The main computation workload of PEM comes from two parts: (1) computation overhead: vector addition and noise generation; and (2) communication overhead. We show that the overhead is small in most of the cases. First, we increase the number of clients from 0 to 10000 and Fig. 3(a) shows the computation time for a scalar on different roles. The aggregator computation time is independent of the number of clients, as it only receives a vector from each server. Thus the aggregator is unlikely to become the bottleneck. The server workload increases linearly with the number of clients. Fortunately, we can increase each logical server capacity by adding more nodes. Figure 3(b) shows that the computation time is linear to the dimensionality of the feature vector, as expected. Finally, we record the overall overhead of vector addition, including the computation and communication overhead. Figure 3(c) shows that, compared with the communication time, the computation (i.e. vector addition) time can be negligible.

Fig. 3.
figure 3

(a) Computation overhead w.r.t. number of clients. (b) Computation overhead w.r.t. the dimensionality of feature vectors. (c) Overall overhead.

8 Conclusion and Future Work

We present PEM as a practical tradeoff among privacy, utility and computation overhead. PEM is practical in that (1) it has simple assumptions: it only requires a few semi-honest servers and there is no restriction on the dataset itself; (2) it supports a large range of common applications; (3) PEM entails low computation overhead and is scalable to a large number of clients; and (4) all user-visible configuration parameters are intuitive and PEM automatically determines other internal parameters. Using algorithms on real datasets, we show that we can achieve the same level of privacy without the amount of accuracy degradation that previous systems suffer from. Our system also has low computation and communication cost, and thus is very practical.
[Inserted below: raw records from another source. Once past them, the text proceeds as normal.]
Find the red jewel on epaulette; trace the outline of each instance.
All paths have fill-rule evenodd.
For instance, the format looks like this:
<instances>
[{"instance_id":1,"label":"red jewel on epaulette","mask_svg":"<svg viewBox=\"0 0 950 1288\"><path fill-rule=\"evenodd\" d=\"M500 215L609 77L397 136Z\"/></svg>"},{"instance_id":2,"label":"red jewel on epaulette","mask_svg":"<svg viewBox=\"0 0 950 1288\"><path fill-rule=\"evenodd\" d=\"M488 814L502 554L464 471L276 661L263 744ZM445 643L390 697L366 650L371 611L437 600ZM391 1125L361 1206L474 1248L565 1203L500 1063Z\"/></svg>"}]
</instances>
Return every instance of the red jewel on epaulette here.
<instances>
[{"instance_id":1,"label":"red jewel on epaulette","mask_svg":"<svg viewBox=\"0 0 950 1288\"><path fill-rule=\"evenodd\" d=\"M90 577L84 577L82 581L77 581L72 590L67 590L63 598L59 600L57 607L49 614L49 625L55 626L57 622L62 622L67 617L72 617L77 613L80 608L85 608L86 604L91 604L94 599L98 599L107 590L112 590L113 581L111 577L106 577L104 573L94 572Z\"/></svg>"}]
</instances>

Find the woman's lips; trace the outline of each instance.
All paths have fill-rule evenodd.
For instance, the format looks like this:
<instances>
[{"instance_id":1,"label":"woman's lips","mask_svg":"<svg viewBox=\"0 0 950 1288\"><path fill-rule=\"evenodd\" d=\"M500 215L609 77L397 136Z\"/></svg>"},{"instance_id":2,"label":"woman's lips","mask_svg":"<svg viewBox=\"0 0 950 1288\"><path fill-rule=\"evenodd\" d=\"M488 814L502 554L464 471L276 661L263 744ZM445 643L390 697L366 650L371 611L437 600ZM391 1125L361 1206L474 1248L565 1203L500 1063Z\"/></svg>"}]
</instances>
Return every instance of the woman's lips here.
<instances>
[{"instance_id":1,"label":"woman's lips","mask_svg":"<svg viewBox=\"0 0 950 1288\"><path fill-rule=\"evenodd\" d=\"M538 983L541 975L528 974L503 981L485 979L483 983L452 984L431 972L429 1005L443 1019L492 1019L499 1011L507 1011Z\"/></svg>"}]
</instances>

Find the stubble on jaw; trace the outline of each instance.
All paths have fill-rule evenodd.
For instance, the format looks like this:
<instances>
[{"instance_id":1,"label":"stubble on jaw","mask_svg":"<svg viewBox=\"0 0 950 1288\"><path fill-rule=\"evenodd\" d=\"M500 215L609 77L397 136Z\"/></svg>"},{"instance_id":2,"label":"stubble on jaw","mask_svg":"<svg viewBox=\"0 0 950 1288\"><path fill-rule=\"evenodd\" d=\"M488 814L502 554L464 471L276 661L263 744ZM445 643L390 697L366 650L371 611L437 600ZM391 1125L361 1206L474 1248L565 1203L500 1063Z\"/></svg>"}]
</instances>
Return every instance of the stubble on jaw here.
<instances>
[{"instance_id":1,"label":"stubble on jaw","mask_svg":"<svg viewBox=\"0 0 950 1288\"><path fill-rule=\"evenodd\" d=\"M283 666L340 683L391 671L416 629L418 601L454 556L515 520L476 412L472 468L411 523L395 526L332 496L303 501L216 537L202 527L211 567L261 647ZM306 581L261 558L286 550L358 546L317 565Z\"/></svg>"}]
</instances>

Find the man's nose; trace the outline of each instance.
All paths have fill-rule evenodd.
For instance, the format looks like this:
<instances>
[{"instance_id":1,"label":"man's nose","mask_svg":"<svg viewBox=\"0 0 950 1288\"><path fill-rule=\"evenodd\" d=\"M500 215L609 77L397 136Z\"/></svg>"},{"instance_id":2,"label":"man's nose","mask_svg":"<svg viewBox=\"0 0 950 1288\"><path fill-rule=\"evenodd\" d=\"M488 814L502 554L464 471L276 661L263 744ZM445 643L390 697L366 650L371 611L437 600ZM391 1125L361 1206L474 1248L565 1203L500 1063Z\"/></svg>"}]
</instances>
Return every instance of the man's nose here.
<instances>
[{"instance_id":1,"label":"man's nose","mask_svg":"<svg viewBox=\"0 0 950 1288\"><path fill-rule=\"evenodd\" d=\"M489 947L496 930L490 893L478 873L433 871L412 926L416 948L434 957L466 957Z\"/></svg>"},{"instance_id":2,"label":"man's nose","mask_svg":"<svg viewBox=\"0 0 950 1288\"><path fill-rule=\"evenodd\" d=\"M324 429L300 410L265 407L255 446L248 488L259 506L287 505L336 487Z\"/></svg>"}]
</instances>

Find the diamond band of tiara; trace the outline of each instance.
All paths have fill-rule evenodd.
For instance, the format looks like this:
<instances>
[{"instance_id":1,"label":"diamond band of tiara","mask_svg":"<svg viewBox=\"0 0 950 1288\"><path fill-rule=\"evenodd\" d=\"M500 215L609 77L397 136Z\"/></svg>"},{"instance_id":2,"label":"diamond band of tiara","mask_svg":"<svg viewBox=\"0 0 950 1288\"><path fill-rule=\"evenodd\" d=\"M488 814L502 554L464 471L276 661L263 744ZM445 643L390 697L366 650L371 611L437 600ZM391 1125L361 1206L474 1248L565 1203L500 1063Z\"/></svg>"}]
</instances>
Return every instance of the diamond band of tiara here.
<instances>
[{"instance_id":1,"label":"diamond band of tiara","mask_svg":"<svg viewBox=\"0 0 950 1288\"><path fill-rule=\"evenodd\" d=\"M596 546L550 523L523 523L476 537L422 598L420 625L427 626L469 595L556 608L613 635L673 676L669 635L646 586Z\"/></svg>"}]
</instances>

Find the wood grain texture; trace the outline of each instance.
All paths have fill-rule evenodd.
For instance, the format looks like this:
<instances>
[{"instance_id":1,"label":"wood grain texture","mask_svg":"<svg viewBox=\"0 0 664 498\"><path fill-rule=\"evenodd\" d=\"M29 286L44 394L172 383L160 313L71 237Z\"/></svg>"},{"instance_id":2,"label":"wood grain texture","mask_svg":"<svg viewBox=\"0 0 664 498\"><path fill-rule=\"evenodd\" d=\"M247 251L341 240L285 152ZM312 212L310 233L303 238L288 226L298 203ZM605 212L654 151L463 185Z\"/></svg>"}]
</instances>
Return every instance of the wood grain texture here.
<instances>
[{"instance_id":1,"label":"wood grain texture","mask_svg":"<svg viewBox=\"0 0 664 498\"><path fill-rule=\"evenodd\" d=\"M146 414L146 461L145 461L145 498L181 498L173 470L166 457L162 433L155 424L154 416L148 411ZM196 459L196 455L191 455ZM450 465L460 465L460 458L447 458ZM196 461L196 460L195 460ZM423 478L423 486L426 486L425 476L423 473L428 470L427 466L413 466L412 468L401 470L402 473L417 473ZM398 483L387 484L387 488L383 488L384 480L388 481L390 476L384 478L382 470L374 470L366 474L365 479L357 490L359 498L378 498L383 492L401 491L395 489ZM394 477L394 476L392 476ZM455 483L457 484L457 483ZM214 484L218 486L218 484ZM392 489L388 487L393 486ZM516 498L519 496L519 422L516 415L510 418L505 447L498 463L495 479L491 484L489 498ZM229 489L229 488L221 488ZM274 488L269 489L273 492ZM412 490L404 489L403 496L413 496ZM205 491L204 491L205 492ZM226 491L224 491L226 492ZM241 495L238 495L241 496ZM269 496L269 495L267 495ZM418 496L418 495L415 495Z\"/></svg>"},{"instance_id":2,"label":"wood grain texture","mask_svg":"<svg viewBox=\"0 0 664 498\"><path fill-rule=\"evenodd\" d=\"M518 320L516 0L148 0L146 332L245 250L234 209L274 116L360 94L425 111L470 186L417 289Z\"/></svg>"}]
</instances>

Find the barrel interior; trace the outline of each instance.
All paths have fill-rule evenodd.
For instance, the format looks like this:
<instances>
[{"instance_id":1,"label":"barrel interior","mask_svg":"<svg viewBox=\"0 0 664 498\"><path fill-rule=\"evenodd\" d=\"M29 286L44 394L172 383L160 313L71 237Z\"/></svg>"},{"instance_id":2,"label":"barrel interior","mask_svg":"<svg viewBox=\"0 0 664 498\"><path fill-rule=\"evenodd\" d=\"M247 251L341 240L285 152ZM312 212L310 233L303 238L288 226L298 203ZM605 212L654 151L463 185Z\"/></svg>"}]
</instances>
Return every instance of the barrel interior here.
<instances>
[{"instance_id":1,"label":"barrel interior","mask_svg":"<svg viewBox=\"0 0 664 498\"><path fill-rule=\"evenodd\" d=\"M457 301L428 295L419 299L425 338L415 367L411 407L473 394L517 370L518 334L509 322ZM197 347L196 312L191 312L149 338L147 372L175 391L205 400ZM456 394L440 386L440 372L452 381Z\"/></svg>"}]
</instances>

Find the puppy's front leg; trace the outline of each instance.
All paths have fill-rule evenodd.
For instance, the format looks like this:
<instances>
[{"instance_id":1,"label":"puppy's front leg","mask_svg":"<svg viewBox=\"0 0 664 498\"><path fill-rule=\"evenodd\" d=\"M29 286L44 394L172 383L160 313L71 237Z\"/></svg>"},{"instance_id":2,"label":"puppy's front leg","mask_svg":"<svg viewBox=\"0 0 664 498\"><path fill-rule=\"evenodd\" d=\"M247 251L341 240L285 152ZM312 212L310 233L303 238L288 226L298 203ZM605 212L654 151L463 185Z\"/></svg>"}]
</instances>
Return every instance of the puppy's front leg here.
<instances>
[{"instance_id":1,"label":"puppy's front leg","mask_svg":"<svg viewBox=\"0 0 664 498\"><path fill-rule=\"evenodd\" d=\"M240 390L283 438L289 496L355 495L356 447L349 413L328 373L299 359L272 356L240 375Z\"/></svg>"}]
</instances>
There are lots of future directions along the lines of privacy. Firstly, we are extending our system to support more operations, such as handling vertically partitioned datasets. Secondly, we will provide the flexibility allowing the clients to choose different trust assumptions, so that the application programmers can choose their own tradeoffs. Last but not least, we will provide a permission system allowing different clients to see different levels of private content, like CryptDB [20] does, but on a much larger scale.